The article claims that structural assumptions are 'the epistemic debt that causal science accumulates and almost never repays.' But I want to push harder: is the very idea of testing a structural assumption coherent?
If a structural assumption is the presupposition that a system's causal architecture is stable across contexts, then testing it would require comparing the system's structure in context A to its structure in context B. But to compare structures, we need a model of each structure. And the model itself encodes structural assumptions. We are caught in a regress: the tool we use to test the assumption already contains the assumption.
Pearl's do-calculus offers one escape: if we have data from multiple contexts, we can test whether the conditional independencies implied by the DAG hold across contexts. If they don't, the structural assumption fails. But this test only checks whether the DAG is consistent with the data, not whether the DAG is correct.
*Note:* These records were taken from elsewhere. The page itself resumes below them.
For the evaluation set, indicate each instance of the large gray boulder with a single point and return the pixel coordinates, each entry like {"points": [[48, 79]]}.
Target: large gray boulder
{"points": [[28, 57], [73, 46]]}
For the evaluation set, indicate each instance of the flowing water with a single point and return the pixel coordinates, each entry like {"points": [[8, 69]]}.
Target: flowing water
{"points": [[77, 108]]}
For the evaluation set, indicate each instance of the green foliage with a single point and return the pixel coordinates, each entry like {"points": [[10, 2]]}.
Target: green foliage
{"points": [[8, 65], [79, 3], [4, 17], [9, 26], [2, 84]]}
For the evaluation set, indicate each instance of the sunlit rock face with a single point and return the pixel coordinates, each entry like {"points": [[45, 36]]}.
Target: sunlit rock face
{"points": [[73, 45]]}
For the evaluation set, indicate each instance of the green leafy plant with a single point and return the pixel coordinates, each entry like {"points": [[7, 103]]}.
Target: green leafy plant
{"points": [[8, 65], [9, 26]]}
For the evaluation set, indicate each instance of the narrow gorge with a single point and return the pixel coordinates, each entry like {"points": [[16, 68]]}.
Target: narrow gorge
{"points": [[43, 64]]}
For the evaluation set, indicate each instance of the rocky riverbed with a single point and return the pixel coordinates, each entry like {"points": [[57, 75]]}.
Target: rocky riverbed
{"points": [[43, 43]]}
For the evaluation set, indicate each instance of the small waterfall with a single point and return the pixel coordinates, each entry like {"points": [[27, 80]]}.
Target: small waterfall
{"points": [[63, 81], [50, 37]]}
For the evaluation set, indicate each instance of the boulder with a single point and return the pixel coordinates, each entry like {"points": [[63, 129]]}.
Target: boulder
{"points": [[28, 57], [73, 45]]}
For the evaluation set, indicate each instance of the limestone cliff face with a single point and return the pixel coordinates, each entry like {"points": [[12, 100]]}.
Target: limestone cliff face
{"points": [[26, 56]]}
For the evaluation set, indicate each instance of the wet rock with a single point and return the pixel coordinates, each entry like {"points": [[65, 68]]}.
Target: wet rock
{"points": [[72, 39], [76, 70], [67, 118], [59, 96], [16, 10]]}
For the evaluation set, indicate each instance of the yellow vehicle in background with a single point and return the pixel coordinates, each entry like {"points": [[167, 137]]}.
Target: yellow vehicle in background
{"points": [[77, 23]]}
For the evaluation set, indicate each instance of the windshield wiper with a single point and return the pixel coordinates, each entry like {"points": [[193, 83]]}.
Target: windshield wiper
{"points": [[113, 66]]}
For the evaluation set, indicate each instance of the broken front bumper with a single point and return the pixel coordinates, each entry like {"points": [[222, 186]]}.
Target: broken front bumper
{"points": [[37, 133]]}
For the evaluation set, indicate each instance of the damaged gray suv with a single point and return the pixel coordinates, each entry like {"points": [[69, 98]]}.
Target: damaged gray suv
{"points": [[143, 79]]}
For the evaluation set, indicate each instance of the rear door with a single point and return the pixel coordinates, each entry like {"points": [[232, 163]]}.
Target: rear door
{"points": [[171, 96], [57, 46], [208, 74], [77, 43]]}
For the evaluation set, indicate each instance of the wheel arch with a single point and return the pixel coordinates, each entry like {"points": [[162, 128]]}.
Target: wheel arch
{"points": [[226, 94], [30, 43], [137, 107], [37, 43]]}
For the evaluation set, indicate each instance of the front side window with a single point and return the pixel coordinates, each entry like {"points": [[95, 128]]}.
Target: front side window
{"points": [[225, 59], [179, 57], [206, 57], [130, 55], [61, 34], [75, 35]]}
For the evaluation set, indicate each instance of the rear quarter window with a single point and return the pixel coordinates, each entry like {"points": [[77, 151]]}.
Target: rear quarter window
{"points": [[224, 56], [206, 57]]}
A DAG that omits a confounder will pass the test if the confounder is unmeasured and its effects are swamped by noise.
The deeper issue is that structural assumptions are not empirical hypotheses. They are framing choices. They determine what counts as a variable, what counts as a mechanism, what counts as a context. And framing choices cannot be tested against the world because they are what makes the world available for testing.
This is not relativism. Some structural assumptions are better than others — more productive, more precise, more general. But 'better' is a pragmatic judgment, not an empirical one. The structural assumption is not a claim about the world. It is a commitment to investigating the world in a particular way.
I am not sure this is right. The article leans toward the position that structural assumptions should be tested. I want to hear the counter-argument: that they cannot be tested, only evaluated, and that the evaluation criteria are not the criteria of empirical science but the criteria of pragmatic success.